Now … well now with computers and the internet and email and Zoom … it was just a wildly different world. Still her dark days seemed to be longer and and more frequent than ever before in her life. There were always challenges in her life, and more than a few dark weeks and even years, but lately with Jack gone, the moon was hard to find and the sun barely shone at all.

As she read the passage from Luke she saw a glimmer of hope, of light maybe returning to her life somehow as Jesus said: I have come as light into the world, so that everyone who believes in me should not remain in the darkness.

She had always been faithful, honest and kind, and until Jack died she’d counted on the light of Christ to guide her and light her way. Now though ….

Then she remembered her friend Tina, and what Arnold had done to her, gaslighting her, trying to get her to kill herself and almost succeeding (like he had with his first wife), and the web of lies Arnold and the police and even the pastor at church had spread about Tina. She remembered how Tina found joy and light and Christ present even as she lived homeless in the woods by a lake. If she had ever heard of a brass verdict, Tina certainly would never wish that for anyone. She’d have said those kind of verdicts were God’s and God’s alone. Even so God’s judgment would be harsher than a brass verdict that ended in death, it’d last for eternity. On the other hand God always gave people time for the amendment of life. Jill knew Tina was right about all that.

It was time to start her computer to join the book club Zoom, today about a court mystery, a murder mystery, and her heart lightened when she decided she was going to share Tina’s story, and try to share Tina’s joy, light, and Christ’ gracious presence with the others in the club.
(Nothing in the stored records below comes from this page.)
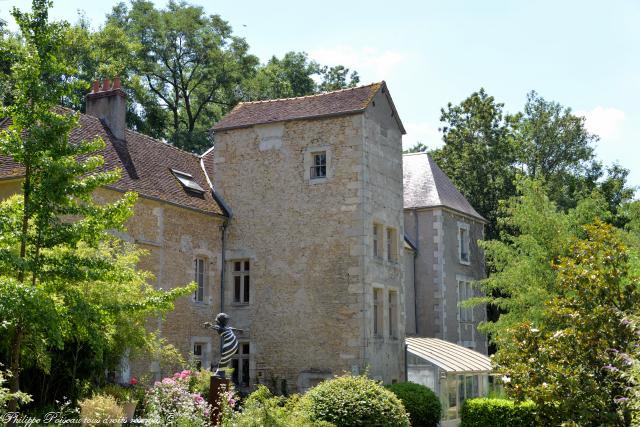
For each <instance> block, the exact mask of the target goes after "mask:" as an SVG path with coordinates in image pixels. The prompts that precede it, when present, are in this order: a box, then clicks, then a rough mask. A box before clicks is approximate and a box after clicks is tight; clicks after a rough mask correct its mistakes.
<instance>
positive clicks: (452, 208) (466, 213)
mask: <svg viewBox="0 0 640 427" xmlns="http://www.w3.org/2000/svg"><path fill="white" fill-rule="evenodd" d="M404 209H446V210H448V211H451V212H454V213H456V214H458V215H462V216H465V217H467V218H471V219H474V220H476V221H480V222H482V223H483V224H488V223H489V221H488V220H486V219H485V218H484V217H483V216H482V215H480V214H478V215H477V216H476V215H471V214H470V213H468V212H462V211H461V210H458V209H454V208H452V207H451V206H447V205H443V204H438V205H429V206H409V207H405V208H404Z"/></svg>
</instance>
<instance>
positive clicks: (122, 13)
mask: <svg viewBox="0 0 640 427" xmlns="http://www.w3.org/2000/svg"><path fill="white" fill-rule="evenodd" d="M108 25H116V26H117V27H119V28H123V29H124V31H125V33H126V34H127V36H128V37H129V38H131V39H133V40H137V41H139V49H138V50H137V51H136V55H137V56H138V57H139V58H140V62H139V64H137V65H136V70H135V71H136V72H138V73H139V75H140V76H142V77H143V80H142V84H143V85H144V86H145V87H146V88H148V89H149V90H150V91H151V92H152V93H153V95H154V97H155V99H156V102H157V104H158V105H160V106H162V108H165V109H166V110H167V111H168V112H169V117H170V121H169V123H170V128H169V130H168V132H167V135H166V136H167V138H168V139H169V140H170V141H171V142H172V143H173V144H174V145H176V146H178V147H181V148H184V149H187V150H191V151H201V150H203V149H206V148H208V146H209V145H210V142H209V141H208V127H209V126H210V125H211V124H212V123H213V122H214V121H215V120H216V119H218V118H220V117H221V116H222V115H223V114H224V113H225V112H226V111H228V110H229V109H230V108H231V107H232V106H233V105H234V104H235V102H237V94H236V89H237V88H238V87H239V85H240V84H241V83H242V81H243V80H244V78H245V76H247V75H249V74H251V73H252V70H253V69H254V68H255V66H256V65H257V64H258V59H257V58H256V57H255V56H253V55H250V54H249V53H248V49H249V46H248V44H247V43H246V41H245V40H244V39H242V38H240V37H236V36H234V35H233V34H232V30H231V27H230V26H229V24H228V23H227V22H226V21H224V20H223V19H222V18H220V16H218V15H210V16H207V15H206V14H205V13H204V10H203V8H202V7H199V6H191V5H187V4H186V3H184V2H180V3H179V2H176V1H173V0H171V1H170V2H169V3H168V4H167V7H166V8H165V9H161V10H158V9H156V8H155V7H154V5H153V3H152V2H150V1H145V0H133V1H132V2H131V7H130V8H127V7H126V6H125V5H124V4H122V3H121V4H119V5H118V6H116V7H115V8H114V10H113V12H112V13H111V14H110V15H109V17H108ZM205 118H206V120H205Z"/></svg>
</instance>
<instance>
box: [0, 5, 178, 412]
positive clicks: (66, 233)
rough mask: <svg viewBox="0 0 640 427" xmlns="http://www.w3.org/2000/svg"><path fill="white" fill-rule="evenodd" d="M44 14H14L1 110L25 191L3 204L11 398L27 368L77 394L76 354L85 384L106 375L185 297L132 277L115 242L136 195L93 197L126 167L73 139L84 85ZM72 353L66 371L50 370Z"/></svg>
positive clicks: (127, 216) (5, 305)
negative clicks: (111, 167) (13, 50)
mask: <svg viewBox="0 0 640 427" xmlns="http://www.w3.org/2000/svg"><path fill="white" fill-rule="evenodd" d="M49 7H50V3H49V2H48V1H46V0H34V1H33V5H32V12H31V13H24V12H21V11H19V10H18V9H15V8H14V10H13V16H14V18H15V19H16V21H17V23H18V25H19V27H20V31H21V37H22V40H23V43H22V44H21V45H20V49H19V50H18V51H17V52H16V54H17V55H18V57H19V60H18V61H16V62H15V63H14V64H13V67H12V75H13V78H14V91H13V94H12V96H13V101H12V103H11V104H10V105H9V106H7V107H5V108H3V111H2V114H1V115H2V116H3V117H7V118H9V119H10V121H9V126H8V128H7V129H6V130H3V131H1V132H0V154H1V155H3V156H10V157H12V158H13V159H14V160H15V161H16V162H17V163H19V164H20V165H21V166H22V167H23V168H24V176H23V181H22V194H21V195H19V196H14V197H11V198H9V199H7V200H5V201H3V202H1V203H0V301H1V303H0V327H2V329H3V333H2V334H1V335H0V350H1V353H0V354H2V355H3V358H4V359H5V360H9V367H10V370H11V373H12V376H11V378H10V390H11V392H16V391H17V390H18V388H19V384H20V373H21V371H22V370H23V368H24V367H25V366H26V367H31V368H34V369H37V370H39V371H42V372H45V373H48V372H50V371H51V370H53V369H62V368H66V367H69V368H70V372H69V373H68V374H67V375H66V378H67V379H68V383H67V387H68V389H67V390H66V391H71V392H75V391H77V388H76V386H77V384H76V380H78V376H77V374H78V365H79V359H80V356H83V357H86V358H87V359H85V361H87V360H88V361H89V362H88V363H92V362H93V365H92V366H91V367H90V368H89V369H87V377H89V378H91V379H95V377H96V376H97V377H100V376H104V372H105V368H113V367H114V366H115V364H116V363H117V361H118V360H119V358H120V356H121V355H122V354H123V351H124V348H125V345H129V346H131V347H132V348H136V347H138V346H140V344H141V341H140V339H139V338H141V337H143V336H144V335H145V329H144V319H145V318H146V317H148V316H149V315H151V314H160V313H161V312H162V311H165V310H168V309H170V308H171V307H172V301H173V300H175V299H176V298H177V297H178V296H180V295H184V294H186V293H188V292H189V288H176V289H175V290H172V291H170V292H162V291H157V290H154V289H153V288H152V287H151V286H150V285H148V284H147V280H148V279H149V275H148V274H147V273H145V272H143V271H138V270H137V269H136V263H137V261H138V259H139V256H140V255H141V253H140V252H138V251H136V250H135V249H134V248H132V247H130V246H128V245H126V244H125V243H124V242H122V241H121V240H120V239H118V238H117V237H115V236H114V234H113V231H114V230H115V231H118V230H120V231H122V230H123V229H124V224H125V221H126V220H127V219H128V218H129V217H130V215H131V214H132V208H133V205H134V203H135V201H136V195H135V194H132V193H127V194H125V195H124V196H123V197H122V198H120V199H118V200H116V201H114V202H112V203H98V202H96V200H95V196H96V191H98V189H99V188H100V187H103V186H105V185H108V184H110V183H113V182H115V181H116V180H117V179H118V178H119V171H105V170H103V168H102V166H103V164H104V161H103V158H102V156H100V155H99V154H98V153H97V151H98V150H99V149H101V148H103V147H104V142H103V141H101V140H99V139H95V140H91V141H81V142H74V143H73V144H72V143H70V142H69V134H70V132H71V131H72V130H73V129H74V128H75V127H76V126H77V123H78V115H77V114H74V113H72V112H70V111H69V110H66V109H62V108H60V107H58V103H59V101H60V100H61V99H65V98H66V99H72V98H73V94H74V93H75V92H76V91H77V90H78V88H79V87H82V85H83V83H82V82H81V81H78V80H76V79H74V78H73V77H71V76H73V74H74V69H73V68H72V67H70V66H69V64H68V63H67V62H66V58H67V56H66V54H65V49H66V47H67V44H66V36H67V34H68V30H69V25H68V24H66V23H58V22H49V20H48V9H49ZM131 338H138V339H137V340H136V339H131ZM125 343H126V344H125ZM70 348H71V349H73V350H74V352H75V358H71V359H70V361H68V362H70V363H68V364H66V365H65V364H63V366H57V365H54V364H52V359H53V358H54V357H55V355H56V354H58V353H57V352H59V351H63V350H69V349H70ZM23 362H26V365H25V366H23ZM91 376H93V378H92V377H91ZM39 386H40V387H41V386H42V384H39ZM12 406H13V407H12V408H11V409H13V410H15V400H14V401H13V405H12Z"/></svg>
That would be the best answer to the injustice and the ugly resolution the book provided, a resolution that was as terrible as the injustice that it pretended to ‘solve.’

She sat waiting for the introductory matters to be covered off and then as the moderator started them off she jumped in and said she had a real life story to share, one that helped her understand not only this book’s comments about how the courts were so unjust, but also a better solution to injustice and how one could find the best of life no matter what came one’s way, betrayal by loved ones, injustice from courts, or the destruction of lives by Covid. She thanked Tina silently for what Jill called God’s Golden Verdict of Grace for all the world’s evil.